The Ripple Effect
Ervin Fletcher ’27 possessed just the right tools to share the Hamilton love.
“He was larger than life. My recollection is that he had broad shoulders and was tall. He had a deep voice and a strong presence and was extremely well respected in the community,” says Janet Horsman Ridder K’72. “He was the superintendent of schools, and back then, in a small town, people who were involved with the school system felt a real sense of responsibility to the community.”
The small town was Port Jervis, N.Y., where Fletcher led the public schools for nearly 20 years. He also turned his abilities to introducing promising young people to the College that had been part of his life from the first. A townie whose father worked on Hamilton’s grounds crew, Fletcher stuck close to home for college, studying philosophy and political science on the Hill.
He ascended in his career, raised a family, and along the way earned a master’s degree in educational administration from Columbia. He also built an impressive portfolio of student recruits for his alma mater. The precise number of young people Fletcher swayed toward Hamilton is unknown, but a 1977 list in the College records names a dozen of them, including his son, the late Richard Fletcher ’53.
Ridder’s grandfather, Louis Horsman, was a school principal and friends with “Fletch,” putting the Horsman family within easy reach of Fletcher’s unflagging pursuit of talent for Hamilton. Ridder’s dad, Paul Horsman ’50, was drawn into the fold.
“When my father came back from serving in World War II, Mr. Fletcher put him in the car and drove him up to Hamilton. It was a five- or six-hour ride on two-lane roads, no highway,” Ridder says. The tactic was worth the gasoline. Ridder’s father enrolled. He became a dentist, now retired, living in Port Jervis.

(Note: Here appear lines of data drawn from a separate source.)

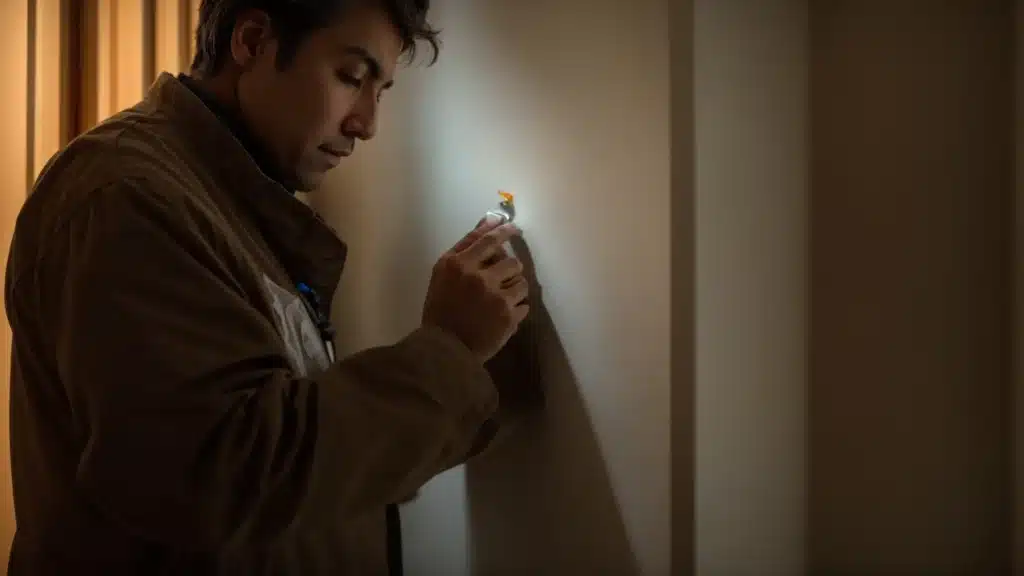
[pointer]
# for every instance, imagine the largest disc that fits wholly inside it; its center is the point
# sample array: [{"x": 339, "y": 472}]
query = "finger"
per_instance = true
[
  {"x": 516, "y": 291},
  {"x": 485, "y": 224},
  {"x": 489, "y": 244},
  {"x": 504, "y": 271},
  {"x": 519, "y": 314}
]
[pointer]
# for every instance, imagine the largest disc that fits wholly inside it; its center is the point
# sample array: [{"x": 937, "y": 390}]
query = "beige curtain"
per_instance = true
[{"x": 68, "y": 65}]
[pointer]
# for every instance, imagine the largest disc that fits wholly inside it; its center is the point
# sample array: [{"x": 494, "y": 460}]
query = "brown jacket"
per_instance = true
[{"x": 173, "y": 409}]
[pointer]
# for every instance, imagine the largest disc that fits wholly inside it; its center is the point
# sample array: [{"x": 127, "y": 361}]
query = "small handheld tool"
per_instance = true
[{"x": 506, "y": 209}]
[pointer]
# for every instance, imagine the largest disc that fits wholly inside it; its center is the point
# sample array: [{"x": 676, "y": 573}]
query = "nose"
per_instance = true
[{"x": 361, "y": 121}]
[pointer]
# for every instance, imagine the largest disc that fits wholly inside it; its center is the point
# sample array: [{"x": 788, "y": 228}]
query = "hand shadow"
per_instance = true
[{"x": 541, "y": 502}]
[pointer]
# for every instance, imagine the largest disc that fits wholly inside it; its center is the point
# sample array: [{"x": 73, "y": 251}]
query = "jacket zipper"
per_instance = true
[{"x": 316, "y": 312}]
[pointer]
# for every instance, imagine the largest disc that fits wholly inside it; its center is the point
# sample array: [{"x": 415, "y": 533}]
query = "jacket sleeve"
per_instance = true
[{"x": 194, "y": 430}]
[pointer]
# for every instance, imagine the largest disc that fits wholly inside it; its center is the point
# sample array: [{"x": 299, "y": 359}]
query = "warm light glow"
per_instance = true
[
  {"x": 14, "y": 171},
  {"x": 48, "y": 115}
]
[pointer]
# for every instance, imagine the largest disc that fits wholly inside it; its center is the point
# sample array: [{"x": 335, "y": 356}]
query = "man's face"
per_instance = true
[{"x": 309, "y": 115}]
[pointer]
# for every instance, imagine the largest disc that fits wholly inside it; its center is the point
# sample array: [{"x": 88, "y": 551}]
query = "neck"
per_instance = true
[{"x": 219, "y": 94}]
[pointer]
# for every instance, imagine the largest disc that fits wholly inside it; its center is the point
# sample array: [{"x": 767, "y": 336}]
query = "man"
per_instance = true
[{"x": 176, "y": 407}]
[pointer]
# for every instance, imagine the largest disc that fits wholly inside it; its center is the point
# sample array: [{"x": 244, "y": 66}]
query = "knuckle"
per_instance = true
[{"x": 489, "y": 241}]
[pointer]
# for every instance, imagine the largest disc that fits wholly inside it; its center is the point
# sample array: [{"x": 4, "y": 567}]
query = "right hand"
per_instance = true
[{"x": 477, "y": 291}]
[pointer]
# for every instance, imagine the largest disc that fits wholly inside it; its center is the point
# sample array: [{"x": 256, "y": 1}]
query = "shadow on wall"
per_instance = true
[{"x": 542, "y": 502}]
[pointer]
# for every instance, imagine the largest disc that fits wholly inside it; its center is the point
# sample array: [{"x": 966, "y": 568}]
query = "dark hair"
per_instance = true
[{"x": 293, "y": 21}]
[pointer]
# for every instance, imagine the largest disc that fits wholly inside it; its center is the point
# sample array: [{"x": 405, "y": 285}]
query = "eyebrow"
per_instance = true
[{"x": 372, "y": 63}]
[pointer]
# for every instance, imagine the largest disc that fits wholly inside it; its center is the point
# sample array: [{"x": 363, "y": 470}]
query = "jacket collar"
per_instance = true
[{"x": 306, "y": 246}]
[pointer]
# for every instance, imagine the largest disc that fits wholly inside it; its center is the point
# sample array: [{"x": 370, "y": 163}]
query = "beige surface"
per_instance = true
[
  {"x": 752, "y": 120},
  {"x": 13, "y": 169},
  {"x": 912, "y": 179},
  {"x": 569, "y": 111},
  {"x": 683, "y": 289}
]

Ridder enrolled in Kirkland College’s first class. She married a Hamilton man, Robert Ridder ’71, and is now a real estate broker in the Detroit area. For a period, she was a College alumni trustee. Her sister is Virginia Horsman Murphy K’77.
Years before Fletcher impressed Ridder, he had a similar impact on the young William Wetherbee ’54. Prior to moving to Port Jervis, Fletcher was a school administrator in Wetherbee’s hometown, Fort Edward, N.Y. “He was a very sincere, conscientious, hard-working person who, even as a young person I recognized as being kind of a role model,” Wetherbee recalls.
By the time he hit high school, Fletcher had moved on from Fort Edward but remained friends with Wetherbee’s parents. “He kept the Hamilton drum beating. Let’s put it that way. And obviously it was influential,” Wetherbee says.
Fletcher convinced Wetherbee that Hamilton was the place he could play basketball and get a good education. After majoring in economics and psychology, Wetherbee eventually realized he wanted to coach and teach, a professional destiny another Hamiltonian would have a hand in shaping. When Wetherbee applied for a teaching job in Glens Falls, N.Y., the superintendent was Chester Ostrander ’35.
“Mr. Ostrander was instrumental in helping me move into administration in that school district and to eventually succeed him,” Wetherbee says. He led the schools for some 20 years, retiring in the late 1980s, and lives in Lake George, N.Y.
In Fletcher style, during Wetherbee’s years in education, he kept his antenna up for potential Hamilton students. One of them was Chester “Chet” Siuda ’70.
“He was an excellent student, a serious student, and a good citizen of the school. He was an athlete, I might add, but that wasn’t the underlying factor. I just thought Chet was the kind of person who would be good at Hamilton and that Hamilton would be good for,” Wetherbee says.
That instinct proved correct. Siuda would become a successful investor and life trustee of the College.